Sixth, any sanctioned integrated oligopoly provider would be required to insure a certain percentage of Medicaid patients at a stipulated discount.
The final regulation: These regulated oligopolies would be required to charge uninsured patients o more than what they would charge competing insurance companies whose insurance they accepted, or else a price based on their regulated profit margin if they didn’t accept other insurance, In other words, no more chargemaster.

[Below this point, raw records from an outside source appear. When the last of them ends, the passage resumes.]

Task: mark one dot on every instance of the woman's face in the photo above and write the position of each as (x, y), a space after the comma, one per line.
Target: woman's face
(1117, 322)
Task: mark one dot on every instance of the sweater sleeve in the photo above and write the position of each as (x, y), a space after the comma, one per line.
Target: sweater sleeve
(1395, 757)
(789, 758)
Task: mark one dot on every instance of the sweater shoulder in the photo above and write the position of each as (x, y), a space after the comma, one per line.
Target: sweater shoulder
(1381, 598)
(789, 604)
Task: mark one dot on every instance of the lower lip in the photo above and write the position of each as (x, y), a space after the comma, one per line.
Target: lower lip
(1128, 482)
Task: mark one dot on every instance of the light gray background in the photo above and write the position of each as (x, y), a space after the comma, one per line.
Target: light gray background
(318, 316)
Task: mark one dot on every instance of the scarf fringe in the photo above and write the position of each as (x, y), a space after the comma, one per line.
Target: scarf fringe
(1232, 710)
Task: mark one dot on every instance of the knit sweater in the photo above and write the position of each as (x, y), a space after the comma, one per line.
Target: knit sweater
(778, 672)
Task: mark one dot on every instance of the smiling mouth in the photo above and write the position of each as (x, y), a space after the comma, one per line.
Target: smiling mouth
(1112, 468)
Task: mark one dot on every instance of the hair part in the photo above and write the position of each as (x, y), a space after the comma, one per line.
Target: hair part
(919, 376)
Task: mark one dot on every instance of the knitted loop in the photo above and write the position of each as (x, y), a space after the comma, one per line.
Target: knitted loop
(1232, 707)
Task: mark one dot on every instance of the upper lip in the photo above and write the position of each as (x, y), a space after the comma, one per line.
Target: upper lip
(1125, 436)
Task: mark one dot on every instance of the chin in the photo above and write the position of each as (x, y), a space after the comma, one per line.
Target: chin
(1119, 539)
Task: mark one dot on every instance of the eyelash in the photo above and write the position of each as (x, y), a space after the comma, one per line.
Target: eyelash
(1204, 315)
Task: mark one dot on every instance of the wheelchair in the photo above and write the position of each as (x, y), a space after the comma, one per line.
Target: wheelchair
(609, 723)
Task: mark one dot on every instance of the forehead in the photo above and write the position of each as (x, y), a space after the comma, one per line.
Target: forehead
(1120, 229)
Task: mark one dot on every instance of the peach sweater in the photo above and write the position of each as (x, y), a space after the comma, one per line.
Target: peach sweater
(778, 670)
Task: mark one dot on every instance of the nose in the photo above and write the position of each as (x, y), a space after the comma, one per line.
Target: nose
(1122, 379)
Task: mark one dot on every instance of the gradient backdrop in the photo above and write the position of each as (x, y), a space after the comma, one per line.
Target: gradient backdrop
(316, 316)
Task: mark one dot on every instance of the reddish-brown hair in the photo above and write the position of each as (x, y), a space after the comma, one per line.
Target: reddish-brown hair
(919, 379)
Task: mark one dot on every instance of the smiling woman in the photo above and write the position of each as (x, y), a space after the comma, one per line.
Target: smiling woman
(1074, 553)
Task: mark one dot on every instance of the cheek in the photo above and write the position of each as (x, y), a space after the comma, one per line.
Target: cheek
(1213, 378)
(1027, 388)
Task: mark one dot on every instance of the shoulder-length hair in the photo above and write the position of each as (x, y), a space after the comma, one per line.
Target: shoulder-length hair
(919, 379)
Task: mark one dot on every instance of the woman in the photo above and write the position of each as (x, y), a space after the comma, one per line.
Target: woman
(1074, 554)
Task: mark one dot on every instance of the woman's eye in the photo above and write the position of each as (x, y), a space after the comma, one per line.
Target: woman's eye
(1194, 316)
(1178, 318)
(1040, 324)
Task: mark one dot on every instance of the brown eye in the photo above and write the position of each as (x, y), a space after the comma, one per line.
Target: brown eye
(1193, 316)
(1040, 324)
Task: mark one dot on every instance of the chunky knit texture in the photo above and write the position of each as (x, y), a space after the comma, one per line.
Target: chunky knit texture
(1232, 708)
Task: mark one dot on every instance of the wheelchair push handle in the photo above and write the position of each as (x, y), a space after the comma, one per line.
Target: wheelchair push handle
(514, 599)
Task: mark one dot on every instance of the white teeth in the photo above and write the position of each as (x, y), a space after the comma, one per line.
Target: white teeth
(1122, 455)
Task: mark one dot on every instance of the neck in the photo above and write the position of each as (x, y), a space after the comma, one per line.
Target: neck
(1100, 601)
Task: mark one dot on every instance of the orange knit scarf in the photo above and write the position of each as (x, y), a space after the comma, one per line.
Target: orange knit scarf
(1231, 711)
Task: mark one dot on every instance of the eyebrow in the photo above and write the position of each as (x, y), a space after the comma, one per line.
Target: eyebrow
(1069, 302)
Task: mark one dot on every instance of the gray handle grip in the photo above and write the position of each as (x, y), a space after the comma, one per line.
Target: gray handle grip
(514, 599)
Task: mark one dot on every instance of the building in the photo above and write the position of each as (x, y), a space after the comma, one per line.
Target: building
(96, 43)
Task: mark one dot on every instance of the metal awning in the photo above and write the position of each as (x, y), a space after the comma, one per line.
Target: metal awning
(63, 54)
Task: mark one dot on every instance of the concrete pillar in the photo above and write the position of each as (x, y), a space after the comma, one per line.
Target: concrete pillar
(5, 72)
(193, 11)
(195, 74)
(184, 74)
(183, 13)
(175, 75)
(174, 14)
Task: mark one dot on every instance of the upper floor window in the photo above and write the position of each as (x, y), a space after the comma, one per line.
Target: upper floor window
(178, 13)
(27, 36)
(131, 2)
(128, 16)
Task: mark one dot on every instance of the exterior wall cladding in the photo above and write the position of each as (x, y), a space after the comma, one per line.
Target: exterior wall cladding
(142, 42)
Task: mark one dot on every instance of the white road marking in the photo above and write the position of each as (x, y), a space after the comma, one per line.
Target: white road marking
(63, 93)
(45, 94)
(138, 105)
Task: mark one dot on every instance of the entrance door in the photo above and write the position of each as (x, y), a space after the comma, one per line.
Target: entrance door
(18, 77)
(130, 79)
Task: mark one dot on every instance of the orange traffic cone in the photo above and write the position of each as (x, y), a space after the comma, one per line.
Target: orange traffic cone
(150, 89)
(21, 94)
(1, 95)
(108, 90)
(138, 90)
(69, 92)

All this may seem complicated but are minimal compared to the thousands of laws and millions of pages of rules and regulations that are now on the books. And it is certainly more realistic than pining for a public single-payer system that is never going to happen.
Allow doctor-leaders to create great brands that both insure consumers for their medical costs and provide medical care. Let them act on their ambitions. Let them compete with other legitimate players in their markets, or even one another if they want to expand. That kind of competition is already happening.
But as things stand now, an employer who wants to get health care for his workers, or an individual who is shopping on the Obamacare exchanges, has to figure out which insurance company has which hospitals and doctors in its network and what discounts it has negotiated. This change would create a new, clearer competitive process.
It would be insurance the way it’s supposed to work – the risk associated with the cost of his surgery would be spread across a pool of premiums that the oligopoly collected from tens or hundreds of a large pool. If one charged too much or didn’t do a good job, either my employer or I could switch to another competitor. And all that competition would be fortified by advances in data transparency that would make each competitor’s quality ratings for various types of care readily available.
4. Hundreds of Billions in Savings.
We cold cut 20% off the two-thirds of our health care bill not paid by Medicare or Medicaid. First, administrative costs for insurance – including vetting claims, paying bills, paying managers and executives and distributing profits to shareholders – account for 15-20% of private health care costs. Half could be saved by cutting out middleman insurance companies. Costs would be less than an insurance company responsible for paying bills from multiple third-party hospitals and other providers would. Nor would they have to distribute profits to shareholders. Savings 10% of total.
Second, on the provider side, the main culprit in driving costs up – the incentive for overtreating and overtesting that comes with billing for each patient encounter and procedure instead of billing for overall treatment – would be eliminated. And the general incentive to maximize revenue would be tamped down by the new regulation capping operating profit at 8%. Savings 10% of total.
That would go a long way toward bringing American health care costs as a percent of our gross domestic product closer to those of the countries we compete with.
More hospital/clinic systems would sell their own insurance if their system were big enough to provide the full spectrum of quality care and if they needed to do it to be competitive.
The health care system in the US is not a system at all. It’s just a collection of disparate providers. There is a need to consolidate. Although the number of hospital beds in the US has declined recently from 1 million to 800,000, there is still only 65% occupancy.
Doctors have consolidated their practices, often under the umbrella of large hospital systems as medical knowledge doubles every two years. So you continually need to specialize to keep up. And the more you consolidate, the more you can specialize. The more you specialize and do a lot of just one or two things, the better you are at them and the more cost-effective you are. That’s why they call it practicing medicine.